Constituent de telles assurances, quelle que soit la forme sous laquelle ils sont communiqués, des renseignements précis, inconditionnels et concordants et émanant de sources autorisées et fiables. On ne saurait toutefois considérer comme des assurances précises de l'administration communautaire faisant naître chez un opérateur économique des espérances fondées, ni un accusé de réception d'une demande de financement d'un projet particulier mentionnant expressément, de manière claire et non ambiguë, qu'il ne s'agit pas d'une autorisation et que l'examen du projet aura lieu ultérieurement, ni une communication provisoire du résultat de l'examen d'une demande de financement, transmise sous réserve explicite de la décision finale de l'institution concernée.
( voir points 26, 28-29, 32 )
Parties
Dans l'affaire T-273/01,
Innova Privat-Akademie GmbH, établie à Berlin (Allemagne), représentée par Me R. Wöstmann, avocat,
partie requérante, contre Commission des Communautés européennes, représentée par MM. M. de Pauw et B. Martenczuk, en qualité d'agents, ayant élu domicile à Luxembourg,
partie défenderesse,
ayant pour objet une demande en indemnité visant à obtenir la réparation du préjudice prétendument subi par la requérante en relation avec la raison du non-financement d'un projet au titre de l'instrument financier ECIP (European Community Investment Partners) d'un projet de constitution d'une société mixte pour la formation professionnelle en Inde,
LE TRIBUNAL DE PREMIÈRE INSTANCE DES COMMUNAUTÉS EUROPÉENNES (troisième chambre),
composé de MM. K. Lenaerts, président, J. Azizi et M. Jaeger, juges,
greffier: Mme D. Christensen, administrateur,
vu la procédure écrite et à la suite de l'audience du 11 décembre 2002,
rend le présent
Arrêt
Motifs de l'arrêt
Cadre juridique
I. L'instrument financier «EC Investment Partners» (ECIP) était géré par la Commission depuis 1988. Durant la période pertinente en l'espèce, la base juridique du programme était constituée par le règlement (CE) n° 213/96 du Conseil, du 29 janvier 1996, relatif à la mise en oeuvre de l'instrument financier «EC Investment Partners» destiné au pays d'Amérique latine, d'Asie et de la Méditerranée, et à l'Afrique du Sud (JO L 28, p. 2, ci-après le «règlement ECIP»).
II. Conformément à l'article 1er, paragraphe 1, de ce règlement, la Communauté mettait en oeuvre, dans le cadre de la coopération économique avec les pays d'Amérique latine, d'Asie et de la Méditerranée et avec l'Afrique du Sud, pour la période 1995-1999, des formules particulières de coopération visant à promouvoir les investissements d'intérêt mutuel d'opérateurs de la Communauté, notamment sous forme d'entreprises communes avec des opérateurs locaux dans les pays éligibles.
III. À cette fin, l'article 2 du règlement ECIP prévoyait quatre types de facilités de financement.

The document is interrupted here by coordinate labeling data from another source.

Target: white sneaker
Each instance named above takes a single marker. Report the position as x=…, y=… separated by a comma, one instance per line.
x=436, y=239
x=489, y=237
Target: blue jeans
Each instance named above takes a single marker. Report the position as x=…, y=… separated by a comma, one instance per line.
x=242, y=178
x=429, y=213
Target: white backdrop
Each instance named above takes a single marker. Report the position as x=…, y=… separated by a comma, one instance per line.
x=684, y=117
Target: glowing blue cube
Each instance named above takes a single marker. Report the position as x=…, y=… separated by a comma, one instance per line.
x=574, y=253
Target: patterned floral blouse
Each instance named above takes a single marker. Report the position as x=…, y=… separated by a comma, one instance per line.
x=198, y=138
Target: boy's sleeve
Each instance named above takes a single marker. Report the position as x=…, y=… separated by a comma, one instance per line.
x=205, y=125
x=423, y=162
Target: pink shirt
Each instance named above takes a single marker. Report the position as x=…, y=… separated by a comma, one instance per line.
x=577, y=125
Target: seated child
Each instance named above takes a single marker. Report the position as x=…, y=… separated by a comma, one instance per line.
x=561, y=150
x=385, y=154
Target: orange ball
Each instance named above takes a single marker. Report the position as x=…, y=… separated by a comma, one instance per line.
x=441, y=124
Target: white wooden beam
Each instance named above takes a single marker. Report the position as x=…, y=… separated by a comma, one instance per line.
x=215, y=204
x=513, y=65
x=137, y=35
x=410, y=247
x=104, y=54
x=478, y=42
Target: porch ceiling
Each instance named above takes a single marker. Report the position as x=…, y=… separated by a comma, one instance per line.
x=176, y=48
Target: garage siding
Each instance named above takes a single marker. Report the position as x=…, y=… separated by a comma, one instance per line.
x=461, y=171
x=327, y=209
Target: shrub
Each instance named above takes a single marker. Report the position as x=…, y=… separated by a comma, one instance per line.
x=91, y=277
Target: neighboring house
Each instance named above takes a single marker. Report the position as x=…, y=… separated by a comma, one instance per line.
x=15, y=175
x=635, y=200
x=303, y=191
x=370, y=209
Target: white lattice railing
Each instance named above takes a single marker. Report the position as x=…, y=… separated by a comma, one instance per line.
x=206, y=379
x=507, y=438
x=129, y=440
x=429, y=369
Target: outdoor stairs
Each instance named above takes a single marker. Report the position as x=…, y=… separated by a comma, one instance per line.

Celle qui est pertinente en l'espèce porte le numéro 2 et permettait à la Communauté de financer les actions suivantes:
«[D]es études de faisabilité et autres actions d'opérateurs ayant l'intention de créer des entreprises communes ou d'investir, par des avances sans intérêts, à concurrence de 50 % au maximum du coût, avec un plafond fixé à 250 000 écus, dans les limites duquel les coûts de voyage au titre des études de préfaisabilité peuvent être financés par des subventions, avec un plafond fixé à 10 000 écus.»
IV. En principe, les fonds prévus au titre de la facilité n° 2 étaient versés sous forme d'avances sans intérêts. Selon l'article 5, paragraphe 2, du règlement ECIP, les avances sans intérêts étaient remboursées selon les modalités à fixer par la Commission, étant entendu que les délais de remboursement final devaient être aussi brefs que possible et ne dépassaient, en aucun cas, cinq ans. Ces avances n'étaient pas remboursables lorsque les actions avaient donné un résultat négatif.
V. L'instrument financier ECIP était mis en oeuvre par l'intermédiaire d'institutions financières spécialisées qui devaient, selon l'article 3, paragraphe 1, du règlement ECIP, être choisies par la Commission. Selon l'article 4, paragraphe 2, de ce même règlement, les demandes pour obtenir les facilités nos 2, 3 et 4 ne pouvaient être introduites par les entreprises intéressées que par l'intermédiaire de ces institutions financières. Les fonds de la Communauté étaient sollicités et fournis aux entreprises participantes exclusivement par l'intermédiaire de l'institution financière.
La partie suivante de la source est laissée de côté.